Palermo, quartiere Porta Nuova. Più di 200 insospettabili clienti della Palermo “bene”, chiamavano a qualsiasi ora della giornata i mafiosi per farsi portare a domicilio la droga. Potrebbe essere definita una mafia 2.0 o Porta Nuova spa, perché tra i clienti più affermati c’erano imprenditori, ristoratori, architetti, commercianti, dentisti e avvocati, i quali chiedevano allo spacciatore di turno di essere raggiunti per ricevere la consegna della cocaina direttamente nel proprio studio. La cocaina era “una birra”, oppure “un caffè”. «Compare me la porti», «Amico mio ti aspetto», «Gioia fai in fretta». A leggere le intercettazioni dei carabinieri lo spacciatore appare come un amico intimo. Spesso i mafiosi si trasformavano anche in esperti di marketing; infatti erano capaci di attuare anche dei veri e propri sconti: prendi tre, paghi due, oppure comode rate, ma solo ai clienti più fedeli.
L’inchiesta, chiamata operazione “Atena”, è scattata nei confronti di 32 elementi del clan Porta Nuova, fra boss e gregari del mandamento. Sono tutti accusati di associazione per delinquere di stampo mafioso, concorso esterno in associazione mafiosa, estorsioni aggravate dal metodo mafioso, favoreggiamento reale aggravato, trasferimento fraudolento di valori, sleale concorrenza aggravata dalle finalità mafiose, spaccio di sostanze stupefacenti e detenzione illecita di armi. I proventi dello spaccio venivano reinvestiti in un’agenzia di autobus che organizzava visite turistiche in città, in un ristorantino e nelle forniture di caffè, imposte ai commercianti del centro. Il giro dei bus turistici andava così bene che i boss avevano in mente di ampliare l’investimento e ingrandire la società. Il sequestro è scattato per la società “Pronto bus Sicilia srl” di via Stefano Turr e per l’Osteria del casareccio, di via Discesa dei Maccaronai 47.

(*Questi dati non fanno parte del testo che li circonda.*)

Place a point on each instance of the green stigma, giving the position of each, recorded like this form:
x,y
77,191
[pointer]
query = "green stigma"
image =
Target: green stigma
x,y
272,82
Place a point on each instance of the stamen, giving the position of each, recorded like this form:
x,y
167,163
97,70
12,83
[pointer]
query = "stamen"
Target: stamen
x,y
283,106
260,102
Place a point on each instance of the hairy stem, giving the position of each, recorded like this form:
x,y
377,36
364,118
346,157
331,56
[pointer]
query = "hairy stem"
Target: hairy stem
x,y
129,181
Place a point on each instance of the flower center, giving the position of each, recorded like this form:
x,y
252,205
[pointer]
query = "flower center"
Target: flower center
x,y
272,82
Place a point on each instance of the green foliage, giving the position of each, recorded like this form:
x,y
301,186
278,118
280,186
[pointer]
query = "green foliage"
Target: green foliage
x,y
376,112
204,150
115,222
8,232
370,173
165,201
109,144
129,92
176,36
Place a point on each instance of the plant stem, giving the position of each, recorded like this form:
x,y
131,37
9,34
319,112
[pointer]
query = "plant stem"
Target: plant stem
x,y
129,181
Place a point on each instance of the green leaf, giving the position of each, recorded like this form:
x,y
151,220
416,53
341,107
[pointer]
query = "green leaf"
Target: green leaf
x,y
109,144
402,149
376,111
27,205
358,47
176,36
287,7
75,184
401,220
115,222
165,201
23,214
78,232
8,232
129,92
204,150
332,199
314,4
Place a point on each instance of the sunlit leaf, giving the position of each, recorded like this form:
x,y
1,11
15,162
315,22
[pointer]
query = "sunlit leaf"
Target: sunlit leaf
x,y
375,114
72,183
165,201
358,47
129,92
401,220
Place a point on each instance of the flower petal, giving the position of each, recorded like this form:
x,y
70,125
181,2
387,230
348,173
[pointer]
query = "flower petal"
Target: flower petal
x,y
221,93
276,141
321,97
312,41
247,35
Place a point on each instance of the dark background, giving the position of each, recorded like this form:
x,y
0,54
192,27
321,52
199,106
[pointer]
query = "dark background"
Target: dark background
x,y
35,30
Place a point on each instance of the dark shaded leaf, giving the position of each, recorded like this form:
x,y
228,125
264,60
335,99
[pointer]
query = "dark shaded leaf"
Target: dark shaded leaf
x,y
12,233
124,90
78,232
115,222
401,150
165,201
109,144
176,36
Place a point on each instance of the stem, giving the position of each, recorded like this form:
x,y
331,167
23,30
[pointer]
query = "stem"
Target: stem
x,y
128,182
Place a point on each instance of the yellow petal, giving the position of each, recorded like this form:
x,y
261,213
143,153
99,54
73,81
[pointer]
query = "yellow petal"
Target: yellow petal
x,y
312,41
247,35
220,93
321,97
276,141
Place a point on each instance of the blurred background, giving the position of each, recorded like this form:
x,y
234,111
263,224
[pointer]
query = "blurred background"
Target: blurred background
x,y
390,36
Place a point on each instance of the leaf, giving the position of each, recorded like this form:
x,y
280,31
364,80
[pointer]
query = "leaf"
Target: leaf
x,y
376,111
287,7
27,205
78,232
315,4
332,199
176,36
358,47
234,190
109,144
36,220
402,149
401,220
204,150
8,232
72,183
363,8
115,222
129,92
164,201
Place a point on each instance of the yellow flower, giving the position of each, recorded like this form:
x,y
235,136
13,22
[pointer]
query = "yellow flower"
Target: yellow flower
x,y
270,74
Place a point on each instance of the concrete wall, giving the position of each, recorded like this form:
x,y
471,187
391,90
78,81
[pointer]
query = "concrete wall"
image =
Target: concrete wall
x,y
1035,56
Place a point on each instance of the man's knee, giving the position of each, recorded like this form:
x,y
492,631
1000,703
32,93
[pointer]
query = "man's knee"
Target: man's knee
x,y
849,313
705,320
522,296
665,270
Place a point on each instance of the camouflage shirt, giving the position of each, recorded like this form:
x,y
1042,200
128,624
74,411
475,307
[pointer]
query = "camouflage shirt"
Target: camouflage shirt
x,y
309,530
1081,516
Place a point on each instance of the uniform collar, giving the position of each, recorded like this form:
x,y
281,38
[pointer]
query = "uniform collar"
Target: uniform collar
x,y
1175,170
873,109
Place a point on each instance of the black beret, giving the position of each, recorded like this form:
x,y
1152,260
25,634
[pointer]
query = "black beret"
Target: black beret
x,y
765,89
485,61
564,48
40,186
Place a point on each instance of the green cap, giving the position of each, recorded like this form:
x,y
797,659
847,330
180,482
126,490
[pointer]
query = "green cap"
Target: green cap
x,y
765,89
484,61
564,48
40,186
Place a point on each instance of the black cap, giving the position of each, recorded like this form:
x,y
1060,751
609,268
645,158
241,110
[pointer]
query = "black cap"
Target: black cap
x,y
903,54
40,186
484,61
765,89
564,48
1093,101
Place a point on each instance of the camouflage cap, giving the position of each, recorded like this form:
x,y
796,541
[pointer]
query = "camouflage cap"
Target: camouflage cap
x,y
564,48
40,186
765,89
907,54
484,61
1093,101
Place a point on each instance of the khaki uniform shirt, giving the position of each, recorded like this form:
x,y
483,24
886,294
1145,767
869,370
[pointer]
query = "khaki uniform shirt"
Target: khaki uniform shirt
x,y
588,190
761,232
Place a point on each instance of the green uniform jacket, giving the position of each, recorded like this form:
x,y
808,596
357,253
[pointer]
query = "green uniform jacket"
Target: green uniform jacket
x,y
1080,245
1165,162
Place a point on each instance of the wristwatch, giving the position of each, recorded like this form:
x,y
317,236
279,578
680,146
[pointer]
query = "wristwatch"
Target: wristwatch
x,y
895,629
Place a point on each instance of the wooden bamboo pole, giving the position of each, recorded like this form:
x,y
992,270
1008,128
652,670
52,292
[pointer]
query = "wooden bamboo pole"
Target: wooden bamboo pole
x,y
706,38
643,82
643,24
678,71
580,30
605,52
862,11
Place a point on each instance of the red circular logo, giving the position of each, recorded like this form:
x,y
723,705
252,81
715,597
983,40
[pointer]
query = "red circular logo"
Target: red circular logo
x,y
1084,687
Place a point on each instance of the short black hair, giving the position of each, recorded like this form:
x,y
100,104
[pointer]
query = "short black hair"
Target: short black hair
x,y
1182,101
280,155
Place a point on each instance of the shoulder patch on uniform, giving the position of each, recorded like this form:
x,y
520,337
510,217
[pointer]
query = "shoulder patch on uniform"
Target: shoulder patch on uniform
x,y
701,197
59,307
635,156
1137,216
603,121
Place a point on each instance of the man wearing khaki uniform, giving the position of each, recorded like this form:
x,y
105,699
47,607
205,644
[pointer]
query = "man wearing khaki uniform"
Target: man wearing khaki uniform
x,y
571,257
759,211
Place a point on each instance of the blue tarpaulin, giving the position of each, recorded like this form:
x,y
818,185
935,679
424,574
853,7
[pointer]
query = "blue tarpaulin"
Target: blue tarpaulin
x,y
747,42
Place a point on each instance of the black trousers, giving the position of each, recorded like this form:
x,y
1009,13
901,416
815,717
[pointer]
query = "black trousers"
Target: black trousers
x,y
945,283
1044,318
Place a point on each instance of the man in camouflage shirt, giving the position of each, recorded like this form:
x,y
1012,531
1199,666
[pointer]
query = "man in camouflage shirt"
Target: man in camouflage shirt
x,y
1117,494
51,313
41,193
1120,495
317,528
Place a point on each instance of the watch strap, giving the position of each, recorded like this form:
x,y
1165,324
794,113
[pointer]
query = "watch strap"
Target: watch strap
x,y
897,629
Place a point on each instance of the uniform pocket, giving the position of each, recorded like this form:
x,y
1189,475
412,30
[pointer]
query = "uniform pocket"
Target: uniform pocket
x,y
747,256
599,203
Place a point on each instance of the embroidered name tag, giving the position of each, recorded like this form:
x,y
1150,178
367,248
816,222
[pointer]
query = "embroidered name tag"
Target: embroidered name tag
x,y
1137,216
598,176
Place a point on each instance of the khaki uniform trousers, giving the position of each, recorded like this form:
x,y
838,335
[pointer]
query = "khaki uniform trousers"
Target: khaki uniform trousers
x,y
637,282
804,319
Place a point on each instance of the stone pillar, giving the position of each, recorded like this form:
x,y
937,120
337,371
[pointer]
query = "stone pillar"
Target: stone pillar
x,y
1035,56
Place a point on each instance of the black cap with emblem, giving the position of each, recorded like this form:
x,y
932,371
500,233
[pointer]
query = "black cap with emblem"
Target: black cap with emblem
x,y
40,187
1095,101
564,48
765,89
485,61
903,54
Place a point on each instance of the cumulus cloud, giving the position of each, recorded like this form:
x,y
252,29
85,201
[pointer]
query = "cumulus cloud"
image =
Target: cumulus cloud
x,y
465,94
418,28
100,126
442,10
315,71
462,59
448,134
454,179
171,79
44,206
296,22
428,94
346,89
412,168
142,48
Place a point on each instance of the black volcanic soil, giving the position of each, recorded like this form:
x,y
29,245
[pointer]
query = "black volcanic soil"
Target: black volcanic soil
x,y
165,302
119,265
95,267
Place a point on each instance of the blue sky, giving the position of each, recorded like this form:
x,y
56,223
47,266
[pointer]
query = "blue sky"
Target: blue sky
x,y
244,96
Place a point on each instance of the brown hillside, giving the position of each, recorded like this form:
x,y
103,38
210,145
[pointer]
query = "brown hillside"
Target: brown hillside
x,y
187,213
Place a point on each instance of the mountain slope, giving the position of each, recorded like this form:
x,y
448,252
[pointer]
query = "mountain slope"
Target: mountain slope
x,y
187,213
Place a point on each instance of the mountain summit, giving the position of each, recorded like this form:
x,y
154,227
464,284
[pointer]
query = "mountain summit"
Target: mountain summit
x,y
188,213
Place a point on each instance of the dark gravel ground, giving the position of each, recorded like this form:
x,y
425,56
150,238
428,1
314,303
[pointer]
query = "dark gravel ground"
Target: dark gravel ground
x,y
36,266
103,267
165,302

L’indagine è stata coordinata dal procuratore Francesco Lo Voi, dall’aggiunto Salvo De Luca, dai sostituti Maurizio Agnello e Amelia Luise. Questa è stata l’ennesima conferma che i soldi della droga finiscono per finanziare le casse del clan, in questo caso uno dei più influenti di Cosa nostra, quello retto dai fratelli Gregorio e Tommaso Di Giovanni, gli eredi di Riina, che erano già in carcere perché arrestati nell’ambito di un’altra inchiesta.